Distribute your instances

Create instances across more than one region and zone so that you have alternative compute instances to point to if a zone or region containing one of your instances is disrupted. If you create all your instances in the same zone or region, then you won't be able to access any of those instances if that zone or region becomes unreachable.

Use zone-specific internal DNS names

Set the default internal DNS type for your project or organization to zonal DNS. In your applications, use zonal DNS names when accessing other compute instances. Internal DNS servers are distributed across all zones, so you can rely on zonal DNS names to resolve even if there are failures in other locations.

Global DNS is less resilient, due to single point failures. Zonal DNS mitigates the risk of cross-regional outages. Zonal DNS does not require instance name uniqueness across all regions in a project, which allows for faster instance creation.

To check if an instance uses zonal DNS names or global DNS names, see Determine the internal DNS name for a VM.

If your project uses global DNS names, you can switch to using zonal DNS names. For more information, see Use Zonal DNS for your internal DNS type.

Create groups of VMs

Use managed instance groups to create homogeneous groups of VMs so that load balancers can direct traffic to more than one VM in case a single VM becomes unhealthy.

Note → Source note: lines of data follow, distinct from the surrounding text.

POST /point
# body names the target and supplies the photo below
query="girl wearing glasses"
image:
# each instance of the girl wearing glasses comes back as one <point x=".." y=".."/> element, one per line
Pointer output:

Managed instance groups (MIGs) also offer features like autoscaling and autohealing. Autoscaling lets you deal with spikes in traffic by scaling the number of VMs up or down based on specific signals. Autohealing performs health checking and, if necessary, automatically recreates unhealthy VMs.

MIGs are also available for regions, so you can create a group of VMs distributed across multiple zones within a single region. For more information, see Creating and managing regional MIGs.

Use load balancing

Google Cloud offers a load balancing service that helps you support periods of heavy traffic so that you don't overload your compute instances. With Cloud Load Balancing, you can do the following:

Deploy your application on VMs within multiple zones using regional MIGs. Then, you can configure a forwarding rule that can spread traffic across all VMs in all zones within the region. Each forwarding rule can define one entry point to your application using an external IP address.
Deploy VMs across multiple regions using global load balancing. HTTP(S) load balancing enables your traffic to enter the Google Cloud system at the location nearest the client. Cross-regional load balancing provides redundancy so that if a region is unreachable, traffic is automatically diverted to another region. In this way, your service remains reachable using the same external IP address.
Use autoscaling to automatically add or delete VMs from a MIG based on increases or decreases in load.

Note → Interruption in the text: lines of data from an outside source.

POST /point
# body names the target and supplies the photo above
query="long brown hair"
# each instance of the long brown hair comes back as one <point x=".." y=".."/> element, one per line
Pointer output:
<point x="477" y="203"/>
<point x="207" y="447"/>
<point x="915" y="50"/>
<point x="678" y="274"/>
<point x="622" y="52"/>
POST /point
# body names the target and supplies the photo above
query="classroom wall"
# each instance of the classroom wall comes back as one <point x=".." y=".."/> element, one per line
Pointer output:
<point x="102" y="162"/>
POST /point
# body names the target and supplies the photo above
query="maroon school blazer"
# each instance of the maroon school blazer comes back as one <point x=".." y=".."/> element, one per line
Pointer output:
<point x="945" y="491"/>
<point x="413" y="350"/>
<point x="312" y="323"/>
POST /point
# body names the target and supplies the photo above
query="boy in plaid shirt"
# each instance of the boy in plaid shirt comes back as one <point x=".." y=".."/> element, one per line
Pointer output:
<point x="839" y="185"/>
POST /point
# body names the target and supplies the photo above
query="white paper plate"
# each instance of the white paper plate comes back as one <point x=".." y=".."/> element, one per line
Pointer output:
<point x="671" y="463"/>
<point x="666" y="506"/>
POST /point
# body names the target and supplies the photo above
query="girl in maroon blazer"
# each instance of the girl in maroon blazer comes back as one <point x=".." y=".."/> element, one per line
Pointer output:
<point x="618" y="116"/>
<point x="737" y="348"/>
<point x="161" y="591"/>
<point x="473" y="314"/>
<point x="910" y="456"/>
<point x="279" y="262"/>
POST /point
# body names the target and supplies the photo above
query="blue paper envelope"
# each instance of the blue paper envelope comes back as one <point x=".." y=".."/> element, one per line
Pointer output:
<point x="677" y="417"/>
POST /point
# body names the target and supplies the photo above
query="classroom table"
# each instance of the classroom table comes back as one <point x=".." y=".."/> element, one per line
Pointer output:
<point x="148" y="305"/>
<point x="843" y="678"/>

Additionally, Cloud Load Balancing offers VM health checking, providing support in detecting and handling VM failures.

Use startup and shutdown scripts

Compute Engine offers startup and shutdown scripts that run when an instance boots up or shuts down, respectively. Startup and shutdown scripts can automate tasks like installing software, running updates, making backups, and logging data.

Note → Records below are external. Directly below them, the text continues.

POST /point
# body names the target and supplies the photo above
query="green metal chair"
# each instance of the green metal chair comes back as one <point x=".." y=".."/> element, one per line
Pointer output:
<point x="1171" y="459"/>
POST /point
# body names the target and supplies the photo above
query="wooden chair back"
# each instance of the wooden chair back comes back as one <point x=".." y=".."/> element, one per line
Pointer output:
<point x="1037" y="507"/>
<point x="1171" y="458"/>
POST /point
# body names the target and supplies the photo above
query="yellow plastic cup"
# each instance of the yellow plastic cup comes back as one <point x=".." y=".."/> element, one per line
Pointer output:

Both startup and shutdown scripts are an efficient and invaluable way to bootstrap or cleanly shut down your instances. Instead of configuring your instances using custom images, it can be beneficial to configure instances using startup scripts.

Startup scripts run whenever the instance reboots or restarts due to failures, and can be used to install software and updates. You can also use startup scripts to ensure that services are running within the instance. Coding the changes to configure an instance in a startup script is often easier than trying to figure out what files or bytes have changed on a custom image.

Shutdown scripts run when your instance shuts down, either intentionally or not. They can perform last minute tasks like backing up data, saving logs, and gracefully closing connections before you stop an instance.

For more information, see Running startup scripts and Running shutdown scripts.

Backup your data

Backup your data regularly and in multiple locations. You can upload your files to Cloud Storage, create disk snapshots, or replicate your data to a disk in another zone using synchronous replication or to another region using asynchronous replication.